When you’ve written an unauthorized biography with some scathing details about the world’s most powerful woman, there’s bound to be some backlash. But Kitty Kelley, author of Oprah: A Biography, is no stranger to controversy.
The 68-year-old author — who has previously penned scintillating tell-alls about Frank Sinatra, Nancy Reagan, and Liz Taylor — is releasing a new tome about her latest subject, Oprah Winfrey.
Winfrey, 56, wanted no part of Kelley’s project, and with the details that are being dangled in advance of the book — which goes on sale tomorrow — it’s not hard to understand why. The author, who claims she is a Winfrey fan, talked to Matt Lauer this morning on The Today Show about the talk show queen: “There are so many secrets in her life, secrets about her relationship, secrets within her family….”
Kelley’s research for the book entailed interviews with 850 sources, including some of Winfrey’s family members, and the author claims she got a glance at Winfrey’s unreleased 1993 biography.
In it, Winfrey allegedly described herself as a “prostitute” during her promiscuous teenage years. Kelley said she found that description to be “rather harsh,” but acknowledged that time of Winfrey’s life was “really kind of a natural outgrowth of a terrible, terrible sexual molestation she endured.”

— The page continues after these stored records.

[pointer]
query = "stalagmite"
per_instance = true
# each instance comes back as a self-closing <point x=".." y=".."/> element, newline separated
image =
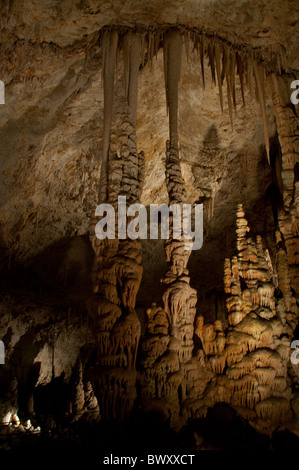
<point x="117" y="268"/>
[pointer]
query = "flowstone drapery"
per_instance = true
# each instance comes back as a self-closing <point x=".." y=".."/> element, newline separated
<point x="117" y="267"/>
<point x="243" y="362"/>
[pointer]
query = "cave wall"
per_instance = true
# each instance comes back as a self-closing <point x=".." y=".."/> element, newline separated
<point x="70" y="139"/>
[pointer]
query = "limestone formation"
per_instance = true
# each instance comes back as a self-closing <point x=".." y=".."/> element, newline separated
<point x="84" y="123"/>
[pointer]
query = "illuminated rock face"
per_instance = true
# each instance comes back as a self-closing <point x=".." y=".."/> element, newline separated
<point x="185" y="364"/>
<point x="242" y="363"/>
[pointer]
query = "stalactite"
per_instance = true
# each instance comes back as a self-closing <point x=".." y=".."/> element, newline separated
<point x="218" y="70"/>
<point x="201" y="50"/>
<point x="228" y="87"/>
<point x="240" y="72"/>
<point x="172" y="48"/>
<point x="109" y="51"/>
<point x="261" y="99"/>
<point x="132" y="56"/>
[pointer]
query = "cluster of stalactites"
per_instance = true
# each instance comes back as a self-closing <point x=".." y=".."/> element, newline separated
<point x="226" y="62"/>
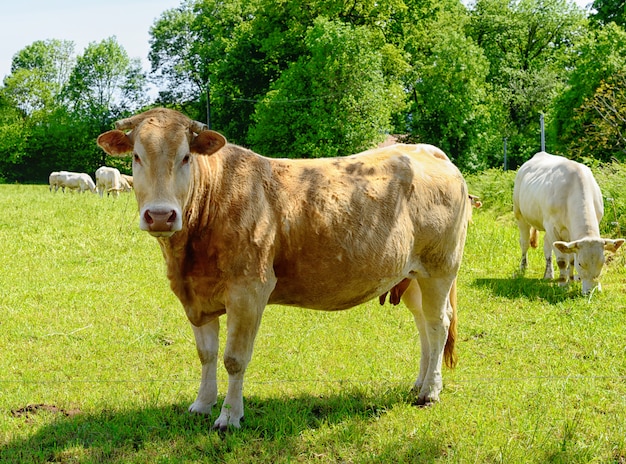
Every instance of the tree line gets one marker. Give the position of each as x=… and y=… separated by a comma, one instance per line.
x=318, y=78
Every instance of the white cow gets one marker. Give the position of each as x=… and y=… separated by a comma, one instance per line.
x=71, y=180
x=562, y=198
x=54, y=181
x=129, y=181
x=108, y=180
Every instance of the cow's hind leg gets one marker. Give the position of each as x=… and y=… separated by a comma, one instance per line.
x=547, y=253
x=428, y=301
x=524, y=241
x=207, y=344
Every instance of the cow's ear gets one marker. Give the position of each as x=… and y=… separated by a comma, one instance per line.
x=565, y=247
x=115, y=143
x=613, y=245
x=207, y=143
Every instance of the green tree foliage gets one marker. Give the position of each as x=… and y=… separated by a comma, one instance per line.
x=53, y=106
x=334, y=100
x=331, y=77
x=604, y=119
x=39, y=72
x=105, y=83
x=607, y=11
x=528, y=44
x=601, y=55
x=449, y=93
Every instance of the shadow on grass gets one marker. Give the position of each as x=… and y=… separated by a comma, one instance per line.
x=274, y=430
x=532, y=289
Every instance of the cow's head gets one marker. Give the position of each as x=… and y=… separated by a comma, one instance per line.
x=161, y=142
x=589, y=257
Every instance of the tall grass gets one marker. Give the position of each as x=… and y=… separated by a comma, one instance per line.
x=98, y=363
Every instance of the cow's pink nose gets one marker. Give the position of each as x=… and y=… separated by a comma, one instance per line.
x=160, y=221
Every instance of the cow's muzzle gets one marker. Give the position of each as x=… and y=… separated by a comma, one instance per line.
x=160, y=222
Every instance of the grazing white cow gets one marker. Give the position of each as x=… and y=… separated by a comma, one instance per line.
x=239, y=231
x=127, y=182
x=71, y=180
x=108, y=180
x=54, y=181
x=562, y=198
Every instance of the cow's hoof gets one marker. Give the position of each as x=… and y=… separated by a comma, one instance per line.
x=198, y=407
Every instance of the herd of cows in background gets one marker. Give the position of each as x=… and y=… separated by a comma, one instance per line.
x=108, y=180
x=239, y=231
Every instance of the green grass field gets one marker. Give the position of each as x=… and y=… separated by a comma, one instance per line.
x=98, y=362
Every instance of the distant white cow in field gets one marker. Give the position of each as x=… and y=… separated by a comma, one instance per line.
x=562, y=198
x=54, y=181
x=72, y=180
x=108, y=180
x=129, y=181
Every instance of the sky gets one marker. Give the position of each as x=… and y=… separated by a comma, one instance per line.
x=23, y=22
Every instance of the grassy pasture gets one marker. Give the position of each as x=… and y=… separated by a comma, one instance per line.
x=98, y=363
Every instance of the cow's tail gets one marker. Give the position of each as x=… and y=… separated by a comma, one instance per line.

The topic of romance is touched on in Kelley’s book: Winfrey allegedly had a doomed relationship with John Tesh (which apparently went awry due to the fact that it was an interracial romance) and the book also looks at the talk-show queen’s current relationship with her live-in love, businessman Stedman Graham (who Kelley described to USA Today as “boring as hell”).
One thing Kelley said she didn’t do in the book is “out” Winfrey. “I know people are expecting me to ‘out’ her. But I think she’s just asexual,” Kelley said, adding, “She’s poured all of her energies into her career. And if she is, she is never ever, ever going to come out. So relax, people.”
Perhaps the most shocking thing written in the book is that a relative of Winfrey’s, called “Aunt” Katharine Carr Esters, confided to Kelley her assertion that Vernon Winfrey is not actually Oprah’s biological father.
Kelley explained to Lauer, “I spent three days with [Esters], and over that time she told me who Oprah’s real father was and swore me to secrecy. So here I am writing a book about a secret keeper and I get pulled in and I keep a secret myself.” Kelley didn’t seem to keep many secrets in her recent USA Today interview, though. Esters allegedly also told Kelley that Winfrey’s family doesn’t believe her claims of sexual abuse as a child. “I don’t believe a bit of it,” Esters told Kelley. “No one in the family believes her stories, but now that she’s so rich and powerful everyone is afraid to contradict her.”
The author promises, “I tried to give both sides,” but went on to speculate about her subject, “Oprah’s stories are colorful and a bit over the top. Maybe they’re just little exaggerations.”